Ten days of bad news about stalled deliveries from producers, a rusty rollout by member states were capped last weekend when the EU made a hasty U-turn on plans to set up controls on the island of Ireland — between the United Kingdom’s (UK) Northern Ireland and the EU’s Republic of Ireland — to make sure vaccines wouldn’t be illegally transported to Britain.
Considering that avoiding a visible border to keep peace on the island was a key tenet of the Brexit EU-UK divorce agreement, that plan was aborted just before it became a firm decision, yet it left the European Commission (EC), the EU’s executive arm, with plenty of diplomatic egg on its face.
Britain’s media had a feast, depicting the EU as untrustworthy, though the UK government kept a low profile on the issue.
“These are things which happen when you are working at full speed to deal with a developing situation,” EC spokesman Eric Mamer said.
“We have a saying only the pope is infallible. Important thing is that you recognise them early on — in this case so early that it was before the decision was finalised — and that you correct them,” he said.
Overall though, the EC stood by its plans to check on exports produced on its territory and make sure they were syphoned off somewhere else if the EU contract with producers stipulated that they should be used in the EU. WHO criticised the new EU export rules as “not helpful”.

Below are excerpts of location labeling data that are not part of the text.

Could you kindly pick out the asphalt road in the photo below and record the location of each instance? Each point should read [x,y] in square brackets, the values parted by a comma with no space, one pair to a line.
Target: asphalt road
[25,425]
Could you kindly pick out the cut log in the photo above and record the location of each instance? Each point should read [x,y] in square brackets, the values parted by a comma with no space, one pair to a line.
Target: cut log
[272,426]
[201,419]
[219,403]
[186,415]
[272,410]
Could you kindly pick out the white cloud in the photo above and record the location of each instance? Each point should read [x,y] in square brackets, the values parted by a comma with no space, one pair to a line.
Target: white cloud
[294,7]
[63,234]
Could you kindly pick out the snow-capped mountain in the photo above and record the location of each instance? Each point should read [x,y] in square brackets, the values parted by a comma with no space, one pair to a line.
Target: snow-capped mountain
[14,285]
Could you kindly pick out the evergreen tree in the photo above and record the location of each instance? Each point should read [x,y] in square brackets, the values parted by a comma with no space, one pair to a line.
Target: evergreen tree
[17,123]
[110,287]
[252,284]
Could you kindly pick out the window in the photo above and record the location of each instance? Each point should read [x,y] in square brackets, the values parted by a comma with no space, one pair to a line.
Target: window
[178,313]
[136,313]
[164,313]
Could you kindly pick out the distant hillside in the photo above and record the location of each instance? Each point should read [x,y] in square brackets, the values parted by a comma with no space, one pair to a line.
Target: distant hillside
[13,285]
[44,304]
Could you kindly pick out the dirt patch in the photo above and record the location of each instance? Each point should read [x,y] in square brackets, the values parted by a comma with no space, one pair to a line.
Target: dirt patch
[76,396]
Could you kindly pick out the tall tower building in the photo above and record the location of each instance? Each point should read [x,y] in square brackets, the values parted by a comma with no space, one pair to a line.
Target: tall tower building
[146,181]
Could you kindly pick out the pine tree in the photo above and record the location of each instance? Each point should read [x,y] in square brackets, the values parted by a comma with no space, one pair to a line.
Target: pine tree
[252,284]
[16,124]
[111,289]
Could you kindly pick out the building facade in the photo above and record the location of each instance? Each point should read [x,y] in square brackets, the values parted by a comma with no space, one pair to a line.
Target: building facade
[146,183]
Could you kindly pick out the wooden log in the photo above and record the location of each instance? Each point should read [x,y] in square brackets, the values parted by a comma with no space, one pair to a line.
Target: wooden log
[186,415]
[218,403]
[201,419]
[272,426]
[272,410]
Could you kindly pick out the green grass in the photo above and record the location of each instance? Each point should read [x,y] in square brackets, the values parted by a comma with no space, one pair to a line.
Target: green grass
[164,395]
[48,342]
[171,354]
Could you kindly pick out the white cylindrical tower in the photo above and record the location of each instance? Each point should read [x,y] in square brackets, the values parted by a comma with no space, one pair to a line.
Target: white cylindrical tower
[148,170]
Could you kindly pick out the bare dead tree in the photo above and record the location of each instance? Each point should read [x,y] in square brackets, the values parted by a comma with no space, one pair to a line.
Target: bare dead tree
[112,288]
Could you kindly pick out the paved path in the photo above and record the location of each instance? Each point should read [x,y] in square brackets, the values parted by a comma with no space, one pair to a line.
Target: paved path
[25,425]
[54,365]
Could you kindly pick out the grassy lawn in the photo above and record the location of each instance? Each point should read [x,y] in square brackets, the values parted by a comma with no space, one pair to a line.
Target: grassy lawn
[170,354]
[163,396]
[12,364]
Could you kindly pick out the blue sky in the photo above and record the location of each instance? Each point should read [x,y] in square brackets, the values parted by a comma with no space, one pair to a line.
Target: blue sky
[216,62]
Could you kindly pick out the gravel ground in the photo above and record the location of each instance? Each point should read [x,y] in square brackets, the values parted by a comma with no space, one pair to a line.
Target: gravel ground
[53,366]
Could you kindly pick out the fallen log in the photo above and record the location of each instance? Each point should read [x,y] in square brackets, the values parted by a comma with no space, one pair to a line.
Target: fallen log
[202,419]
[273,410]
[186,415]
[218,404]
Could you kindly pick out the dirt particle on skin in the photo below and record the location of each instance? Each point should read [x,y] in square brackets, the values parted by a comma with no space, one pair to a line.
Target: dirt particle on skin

The EU was moved to take such measures because the rollout of vaccines to its 27 member states is lagging far behind nations such as the UK, and even its own delivery plans. The EU as an institution has a massive stake in the success of the rollout as a way of showing the importance of cooperation and countering those who say it is irrelevant.
EC General Director in Charge of Health Sandra Gallina told legislators on Monday that “we bought all the doses that were available in time (…). What we buy, is a dose delivered in a certain schedule in time. This is the whole issue, it is to have the companies delivering by the time that they have committed to deliver”.
Despite the repeated setbacks, the EU remains confident member states can achieve the commission’s goal that 70 per cent of the adult population across the bloc will be vaccinated by the end of the summer. Gallina said the bloc expects to have received 400 million doses by the end of June.